Does Technology Spoil the Beautiful Game or Ensure Justice?

3 minute read

Honduran keeper Noel Valladares had a bad Sunday. A strike by French striker Karim Benzema ricocheted off the post and onto his left hand, trickling a few inches over the goal-line before he could scoop it away. Valladares attempted to quickly restart the game, and in any other World Cup he would likely have gotten away with it. This time, however, seven cameras around his half of the pitch had already triangulated the exact location of the ball, and conveyed a simple message to a watch around the referee’s wrist: GOAL.

 

It may not have been beautiful, but it was historic nonetheless: the first international football goal decided by goal-line technology. A long-awaited debut, not least for the countless millions who have seen their team’s World Cup destinies altered by dubious decisions in the past. Yet the innovation — long in use in pursuits like tennis, cricket and snooker — has been a curiously fraught topic within the world’s most popular sport.

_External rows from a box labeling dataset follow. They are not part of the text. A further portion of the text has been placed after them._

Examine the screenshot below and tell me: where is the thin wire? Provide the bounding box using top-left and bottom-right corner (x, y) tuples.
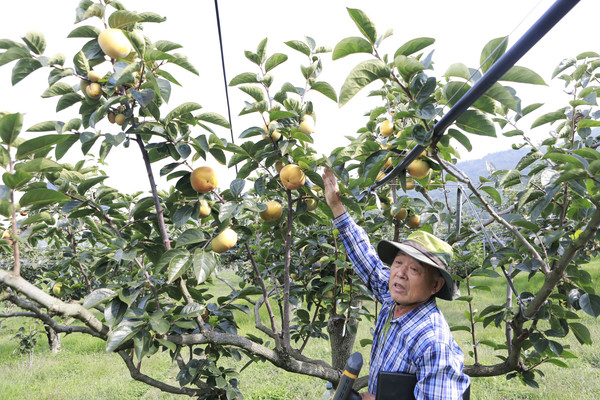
(431, 0), (546, 123)
(396, 0), (547, 156)
(215, 0), (238, 174)
(457, 185), (526, 317)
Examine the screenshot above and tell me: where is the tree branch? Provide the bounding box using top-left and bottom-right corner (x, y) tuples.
(165, 331), (340, 383)
(0, 269), (109, 338)
(119, 350), (206, 397)
(434, 154), (549, 274)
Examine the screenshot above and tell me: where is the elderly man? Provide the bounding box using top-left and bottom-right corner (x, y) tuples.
(323, 169), (470, 400)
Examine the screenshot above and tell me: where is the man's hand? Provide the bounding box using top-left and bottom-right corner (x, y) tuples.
(323, 168), (346, 217)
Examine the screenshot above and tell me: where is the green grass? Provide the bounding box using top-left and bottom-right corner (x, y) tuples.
(0, 262), (600, 400)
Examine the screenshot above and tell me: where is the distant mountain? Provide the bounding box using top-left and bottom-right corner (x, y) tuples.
(456, 147), (530, 181)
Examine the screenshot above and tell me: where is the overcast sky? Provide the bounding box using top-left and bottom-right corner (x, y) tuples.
(0, 0), (600, 191)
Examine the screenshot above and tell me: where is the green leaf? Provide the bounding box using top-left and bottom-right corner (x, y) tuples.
(310, 82), (337, 102)
(154, 40), (183, 53)
(104, 297), (127, 328)
(481, 186), (502, 205)
(11, 58), (42, 86)
(448, 129), (473, 151)
(73, 50), (90, 76)
(77, 175), (108, 195)
(238, 86), (265, 101)
(196, 112), (231, 129)
(19, 188), (69, 207)
(346, 8), (377, 45)
(511, 219), (541, 233)
(456, 110), (496, 137)
(545, 358), (569, 368)
(0, 199), (13, 218)
(569, 322), (592, 345)
(499, 65), (547, 86)
(181, 301), (205, 318)
(485, 83), (517, 111)
(173, 204), (194, 228)
(2, 169), (33, 190)
(165, 102), (202, 125)
(16, 135), (69, 159)
(56, 93), (84, 112)
(83, 288), (117, 309)
(42, 82), (75, 98)
(156, 250), (190, 272)
(150, 317), (171, 335)
(265, 53), (288, 72)
(67, 25), (101, 39)
(192, 250), (217, 284)
(129, 88), (155, 108)
(577, 119), (600, 129)
(499, 169), (521, 186)
(579, 293), (600, 318)
(394, 55), (425, 82)
(285, 40), (310, 56)
(176, 229), (206, 247)
(394, 37), (435, 59)
(22, 31), (46, 55)
(444, 63), (471, 81)
(0, 47), (31, 66)
(106, 324), (137, 352)
(170, 53), (200, 75)
(229, 72), (259, 86)
(332, 37), (373, 60)
(17, 158), (63, 172)
(531, 110), (567, 129)
(108, 10), (142, 28)
(479, 36), (508, 73)
(339, 60), (390, 106)
(167, 254), (190, 283)
(0, 113), (23, 145)
(139, 11), (167, 23)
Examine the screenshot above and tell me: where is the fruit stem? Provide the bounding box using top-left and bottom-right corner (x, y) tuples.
(135, 133), (171, 250)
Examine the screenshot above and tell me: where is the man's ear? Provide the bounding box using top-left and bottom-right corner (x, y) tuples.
(433, 276), (446, 294)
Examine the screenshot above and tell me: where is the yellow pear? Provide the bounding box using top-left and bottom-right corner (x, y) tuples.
(379, 119), (394, 137)
(198, 199), (211, 218)
(298, 114), (315, 135)
(406, 214), (421, 229)
(279, 164), (306, 190)
(190, 166), (217, 193)
(390, 207), (408, 221)
(260, 200), (283, 222)
(406, 158), (431, 179)
(304, 197), (319, 211)
(85, 82), (102, 99)
(263, 121), (281, 142)
(210, 228), (237, 254)
(98, 28), (131, 60)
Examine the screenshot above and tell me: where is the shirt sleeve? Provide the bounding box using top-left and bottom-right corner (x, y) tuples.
(333, 212), (390, 303)
(415, 343), (471, 400)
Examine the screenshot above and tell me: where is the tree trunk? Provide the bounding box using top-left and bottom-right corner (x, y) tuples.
(44, 325), (62, 354)
(327, 301), (362, 370)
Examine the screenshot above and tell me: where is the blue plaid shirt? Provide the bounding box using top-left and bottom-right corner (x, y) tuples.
(334, 212), (470, 400)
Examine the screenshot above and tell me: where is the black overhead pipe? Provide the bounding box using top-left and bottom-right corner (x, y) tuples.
(360, 0), (580, 198)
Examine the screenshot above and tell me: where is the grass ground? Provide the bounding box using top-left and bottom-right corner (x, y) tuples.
(0, 262), (600, 400)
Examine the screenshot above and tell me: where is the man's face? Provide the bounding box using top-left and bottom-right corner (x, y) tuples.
(389, 251), (444, 311)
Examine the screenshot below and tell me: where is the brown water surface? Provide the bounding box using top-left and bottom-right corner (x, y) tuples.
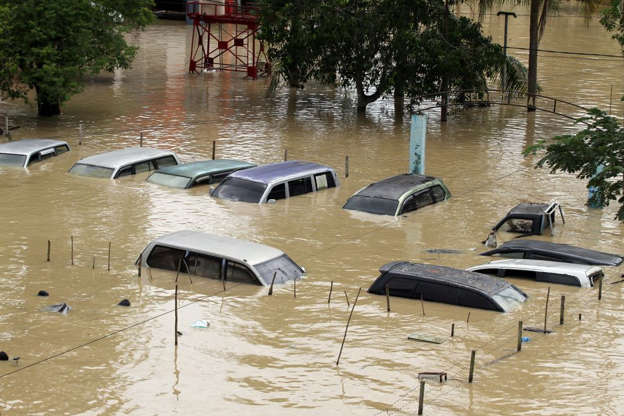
(0, 10), (624, 415)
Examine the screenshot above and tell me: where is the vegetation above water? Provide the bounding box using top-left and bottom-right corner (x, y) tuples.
(0, 0), (153, 116)
(261, 0), (524, 111)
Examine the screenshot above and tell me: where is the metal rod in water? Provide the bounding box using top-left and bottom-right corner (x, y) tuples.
(418, 381), (425, 415)
(269, 272), (277, 296)
(468, 350), (477, 383)
(336, 288), (362, 365)
(544, 286), (550, 333)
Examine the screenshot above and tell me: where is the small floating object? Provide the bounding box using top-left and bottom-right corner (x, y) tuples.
(191, 319), (210, 328)
(407, 334), (446, 344)
(43, 302), (71, 315)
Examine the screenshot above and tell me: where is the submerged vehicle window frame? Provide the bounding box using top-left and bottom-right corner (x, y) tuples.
(343, 194), (399, 216)
(210, 177), (267, 203)
(0, 153), (26, 167)
(69, 163), (115, 178)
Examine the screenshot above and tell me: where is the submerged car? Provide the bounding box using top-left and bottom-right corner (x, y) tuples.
(137, 230), (305, 286)
(210, 160), (339, 204)
(368, 261), (527, 312)
(481, 239), (624, 266)
(69, 147), (180, 179)
(467, 259), (604, 287)
(0, 139), (70, 168)
(342, 173), (451, 216)
(492, 201), (565, 235)
(147, 159), (256, 189)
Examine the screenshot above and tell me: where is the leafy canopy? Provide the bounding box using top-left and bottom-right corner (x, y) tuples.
(0, 0), (153, 114)
(525, 108), (624, 221)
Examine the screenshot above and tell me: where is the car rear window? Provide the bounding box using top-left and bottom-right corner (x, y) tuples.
(212, 178), (266, 202)
(69, 163), (113, 178)
(147, 172), (191, 189)
(0, 153), (26, 166)
(343, 195), (398, 215)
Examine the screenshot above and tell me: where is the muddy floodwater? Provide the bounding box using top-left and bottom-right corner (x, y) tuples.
(0, 9), (624, 415)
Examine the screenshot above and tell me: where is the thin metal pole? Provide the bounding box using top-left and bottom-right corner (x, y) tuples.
(468, 350), (477, 383)
(336, 288), (362, 365)
(544, 286), (550, 333)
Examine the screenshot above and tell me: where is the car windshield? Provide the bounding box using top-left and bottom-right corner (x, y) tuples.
(343, 195), (399, 215)
(492, 286), (526, 312)
(69, 163), (113, 178)
(254, 254), (303, 284)
(0, 153), (26, 166)
(147, 172), (191, 189)
(212, 178), (266, 202)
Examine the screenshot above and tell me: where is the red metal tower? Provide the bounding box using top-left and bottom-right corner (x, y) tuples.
(186, 0), (269, 79)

Many have claimed that new technologies will taint the beautiful game, making it less “human.” Ahead of the 2010 World Cup in South Africa, FIFA president Sepp Blatter said, “The game must be played in the same way no matter where you are in the world.” Only weeks later, in the knockout stage of the same tournament, England’s Frank Lampard had a goal disallowed that would have leveled their round-of-16 match against Germany. Replays confirmed the blatant inaccuracy of the decision across the globe, and tilted opinion.

At Brazil 2014, each of the dozen stadiums have been equipped with the German GoalControl technology, consisting of 14 high-speed cameras positioned around the pitch. The ball’s position is continuously captured in 3-D, and the referee is notified within a second if a goal has been scored.

In the opening-round game between France and Honduras, confusion was still sown, as the system initially indicated that Benzema hadn’t scored, as his strike came off the post. Fans across the stadium booed the technology as the decision changed.

The debate will no doubt continue regarding the technology. Perhaps it’s of some comfort to Noel Valladares that they were already down 1-0, and the decision was correct. At that second, though, few could blame millions of Hondurans for avowing Luddite tendencies.